Re: Proposal for fixing intra-query memory leaks

Started by Bruce Momjianalmost 26 years ago2 messageshackers

bruce@momjian.us

almost 26 years ago

FYI, Tom, is this still relivant?

This issue seems to have been on the back burner for a while,
but I think we need to put it on the front burner again for 7.1.
Here is a think-piece I just did. I'd appreciate comments,
particularly about possible interactions with TOAST --- Jan,
did you have any particular plan in mind for freeing datums created
by de-TOASTing?

regards, tom lane

Proposal for memory allocation fixes 29-Apr-2000
------------------------------------

We know that Postgres has serious problems with memory leakage during
large queries that process a lot of pass-by-reference data. There is
no provision for recycling memory until end of query. This needs to be
fixed, even more so with the advent of TOAST which will allow very
large chunks of data to be passed around in the system. Furthermore,
7.1 is an ideal time for fixing it since TOAST and the function-manager
interface changes will require visiting a lot of the same code that needs
to be cleaned up. So, here is a proposal.

Background
----------

We already do most of our memory allocation in "memory contexts", which
are usually AllocSets as implemented by backend/utils/mmgr/aset.c.
(Is there any value in allowing for other memory context types? We could
save some cycles by getting rid of a level of indirection here.) What
we need to do is create more contexts and define proper rules about when
they can be freed.

The basic operations on a memory context are:

* create a context

* delete a context (including freeing all the memory allocated therein)

* reset a context (free all memory allocated in the context, but not the
context object itself)

Given a context, one can allocate a chunk of memory within it, free a
previously allocated chunk, or realloc a previously allocated chunk larger
or smaller. (These operations correspond directly to standard C's
malloc(), free(), and realloc() routines.) At all times there is a
"current" context denoted by the CurrentMemoryContext global variable.
The backend macros palloc(), pfree(), prealloc() implicitly allocate space
in that context. The MemoryContextSwitchTo() operation selects a new
current context (and returns the previous context, so that the caller can
restore the previous context before exiting).

Note: there is no really good reason for pfree() to be tied to the current
memory context; it ought to be possible to pfree() a chunk of memory no
matter which context it was allocated from. Currently we cannot do that
because of the possibility that there is more than one kind of memory
context. If they were all AllocSets then the problem goes away, which is
one reason I'd like to eliminate the provision for other kinds of
contexts.

The main advantage of memory contexts over plain use of malloc/free is
that the entire contents of a memory context can be freed easily, without
having to request freeing of each individual chunk within it. This is
both faster and more reliable than per-chunk bookkeeping. We already use
this fact to clean up at transaction end: by resetting all the active
contexts, we reclaim all memory. What we need are additional contexts
that can be reset or deleted at strategic times within a query, such as
after each tuple.

Additions to the memory-context mechanism
-----------------------------------------

If we are going to have more contexts, we need more mechanism for keeping
track of them; else we risk leaking whole contexts under error conditions.
We can do this as follows:

1. There will be two kinds of contexts, "permanent" and "temporary".
Permanent contexts are never reset or deleted except by explicit caller
command (in practice, they probably won't ever be, period). There will
not be very many of these --- perhaps only the existing TopMemoryContext
and CacheMemoryContext. We should avoid having very much code run with
CurrentMemoryContext pointing at a permanent context, since any forgotten
palloc() represents a permanent memory leak.
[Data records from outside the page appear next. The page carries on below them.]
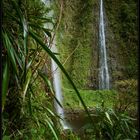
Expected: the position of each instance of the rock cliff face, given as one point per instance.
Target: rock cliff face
(78, 40)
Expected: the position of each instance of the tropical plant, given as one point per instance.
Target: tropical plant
(22, 95)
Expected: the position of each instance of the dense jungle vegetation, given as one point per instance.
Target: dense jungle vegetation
(28, 95)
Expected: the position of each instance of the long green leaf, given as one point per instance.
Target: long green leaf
(28, 78)
(5, 82)
(49, 122)
(48, 83)
(8, 46)
(44, 46)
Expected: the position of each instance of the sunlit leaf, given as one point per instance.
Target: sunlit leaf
(5, 82)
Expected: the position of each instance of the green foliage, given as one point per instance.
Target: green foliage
(111, 125)
(124, 24)
(106, 98)
(75, 40)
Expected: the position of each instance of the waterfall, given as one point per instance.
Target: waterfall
(103, 67)
(57, 89)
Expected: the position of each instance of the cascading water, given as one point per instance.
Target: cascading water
(57, 88)
(103, 70)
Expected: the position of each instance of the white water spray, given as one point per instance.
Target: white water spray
(103, 71)
(57, 88)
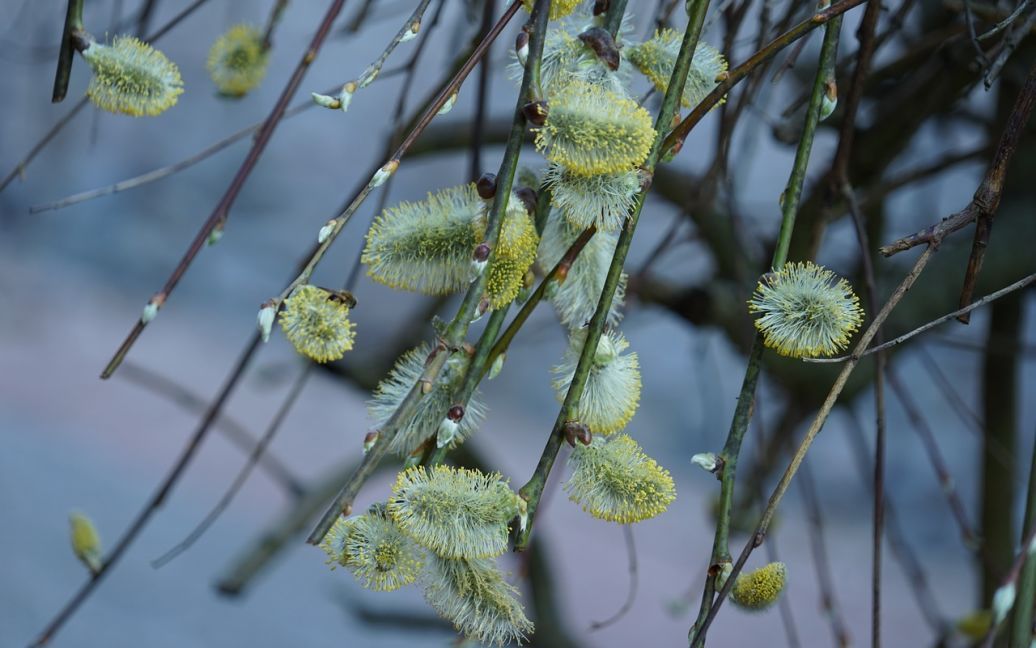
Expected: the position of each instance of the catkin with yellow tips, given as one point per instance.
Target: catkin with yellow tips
(423, 424)
(472, 595)
(612, 390)
(85, 541)
(237, 60)
(380, 556)
(426, 247)
(805, 310)
(316, 321)
(759, 589)
(132, 78)
(514, 254)
(656, 59)
(603, 200)
(455, 512)
(576, 298)
(612, 479)
(591, 130)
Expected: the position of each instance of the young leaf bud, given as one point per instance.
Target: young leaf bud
(326, 230)
(267, 312)
(707, 460)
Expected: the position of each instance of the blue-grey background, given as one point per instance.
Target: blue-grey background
(74, 281)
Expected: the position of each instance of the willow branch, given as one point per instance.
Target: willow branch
(63, 121)
(339, 222)
(986, 198)
(222, 209)
(675, 138)
(73, 25)
(533, 489)
(1017, 285)
(458, 328)
(759, 535)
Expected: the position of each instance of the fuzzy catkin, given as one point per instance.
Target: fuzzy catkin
(472, 595)
(454, 512)
(430, 411)
(612, 390)
(576, 298)
(592, 130)
(603, 200)
(426, 247)
(759, 589)
(612, 479)
(656, 59)
(805, 310)
(380, 556)
(237, 60)
(132, 78)
(316, 321)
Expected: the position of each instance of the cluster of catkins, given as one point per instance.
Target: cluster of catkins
(133, 78)
(441, 527)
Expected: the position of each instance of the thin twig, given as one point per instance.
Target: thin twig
(243, 473)
(1026, 551)
(220, 214)
(1022, 283)
(901, 551)
(458, 328)
(759, 535)
(818, 547)
(234, 431)
(63, 121)
(988, 201)
(155, 502)
(631, 593)
(677, 136)
(986, 198)
(339, 222)
(743, 410)
(73, 26)
(920, 425)
(533, 489)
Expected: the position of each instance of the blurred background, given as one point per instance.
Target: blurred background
(74, 281)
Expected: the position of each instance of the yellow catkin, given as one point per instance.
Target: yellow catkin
(805, 310)
(514, 254)
(237, 60)
(85, 541)
(132, 78)
(316, 321)
(612, 479)
(591, 130)
(454, 512)
(656, 59)
(759, 589)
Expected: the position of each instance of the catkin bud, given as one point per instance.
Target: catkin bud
(486, 186)
(85, 541)
(448, 106)
(151, 308)
(521, 47)
(707, 460)
(325, 230)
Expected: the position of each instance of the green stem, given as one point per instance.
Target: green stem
(533, 489)
(1022, 624)
(458, 328)
(743, 411)
(74, 23)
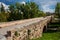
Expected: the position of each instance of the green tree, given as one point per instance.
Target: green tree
(57, 10)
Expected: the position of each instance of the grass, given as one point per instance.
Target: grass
(51, 35)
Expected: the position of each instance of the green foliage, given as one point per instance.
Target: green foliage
(57, 10)
(16, 33)
(21, 11)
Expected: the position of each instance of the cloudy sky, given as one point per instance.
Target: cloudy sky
(45, 5)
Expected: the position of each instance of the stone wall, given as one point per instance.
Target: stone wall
(33, 30)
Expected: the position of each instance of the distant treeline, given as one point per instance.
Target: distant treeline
(20, 11)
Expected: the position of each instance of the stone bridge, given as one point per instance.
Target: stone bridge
(24, 29)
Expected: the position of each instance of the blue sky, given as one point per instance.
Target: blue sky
(45, 5)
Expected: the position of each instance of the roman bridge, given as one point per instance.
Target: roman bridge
(24, 29)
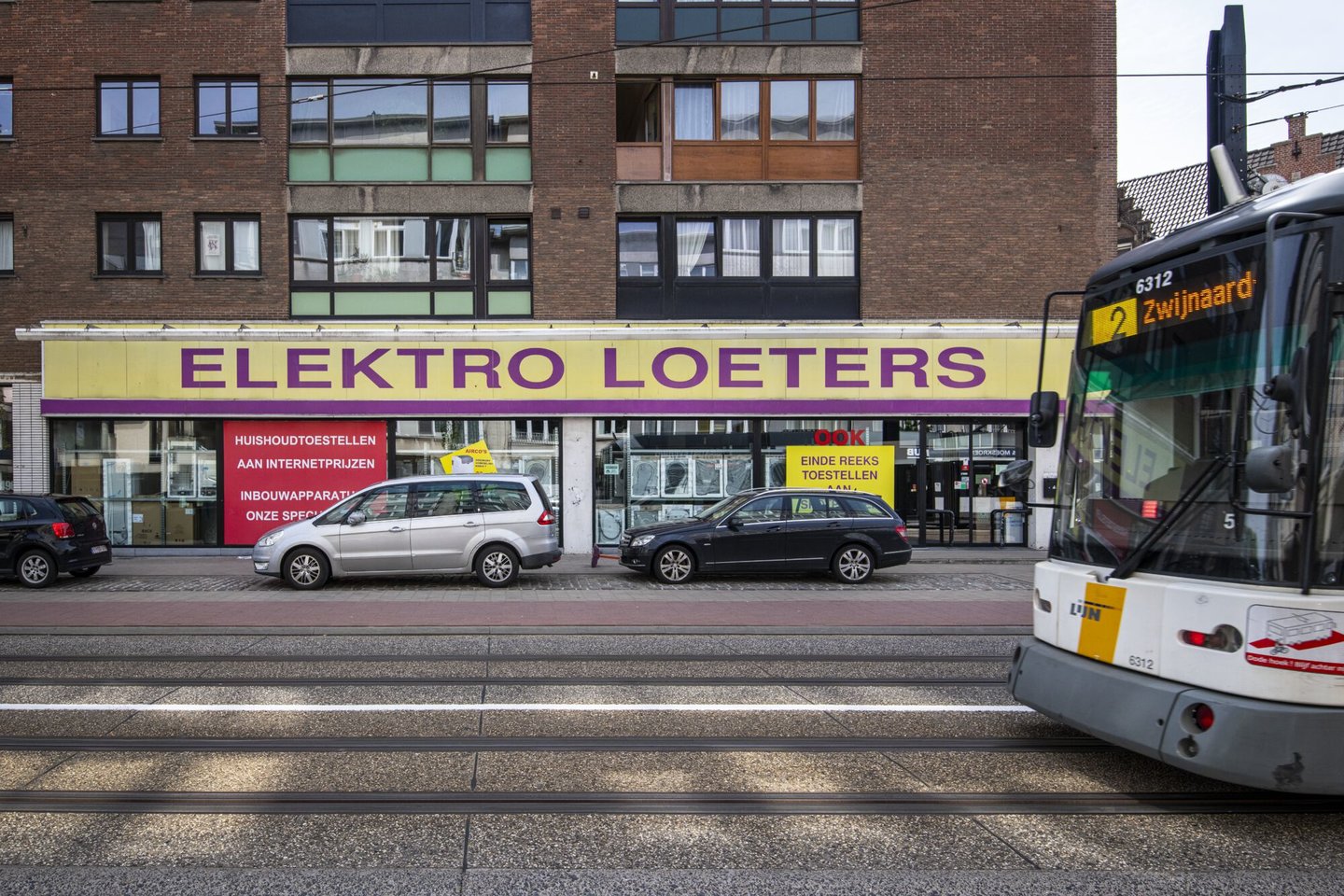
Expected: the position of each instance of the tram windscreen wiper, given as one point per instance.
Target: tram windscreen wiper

2. Temporary contexts are remembered by the context manager and are
guaranteed to be deleted at transaction end. (If we ever have nested
transactions, we'd probably want to tie each temporary context to a
particular transaction, but for now that's not necessary.) Most activity
will happen in temporary contexts.

3. When a context is created, an existing context can be specified as its
parent; thus a tree of contexts is created. Resetting or deleting any
particular context resets or deletes all its direct and indirect children
as well. This feature allows us to manage a lot of contexts without fear
that some will be leaked; we just have to make sure everything descends
from one context that we remember to zap at transaction end.

In practice, point #2 doesn't require any special support in the context
manager as long as it supports point #3. We simply start a new context
for each transaction and delete it at transaction end. All temporary
contexts created within the transaction must be direct or indirect
children of this "transaction top context".

Note: it would probably be possible to adapt the existing "portal" memory
management mechanism to do what we need. I am instead proposing setting
up a totally new mechanism, because the portal code strikes me as
extremely crufty and unwieldy. It may be that we can eventually remove
portals entirely, or perhaps reimplement them with this mechanism
underneath.

Top-level (permanent) memory contexts
-------------------------------------

We currently have TopMemoryContext and CacheMemoryContext as permanent
memory contexts. The existing usages of these are probably OK, although
it might be a good idea to examine usages of TopMemoryContext to see if
they should go somewhere else.

It might also be a good idea to set up a permanent ErrorMemoryContext that
elog() can switch into for processing an error; this would ensure that
there is at least ~8K of memory available for error processing, even if
we've run out otherwise. (ErrorMemoryContext could be reset, but not
deleted, after each successful error recovery.)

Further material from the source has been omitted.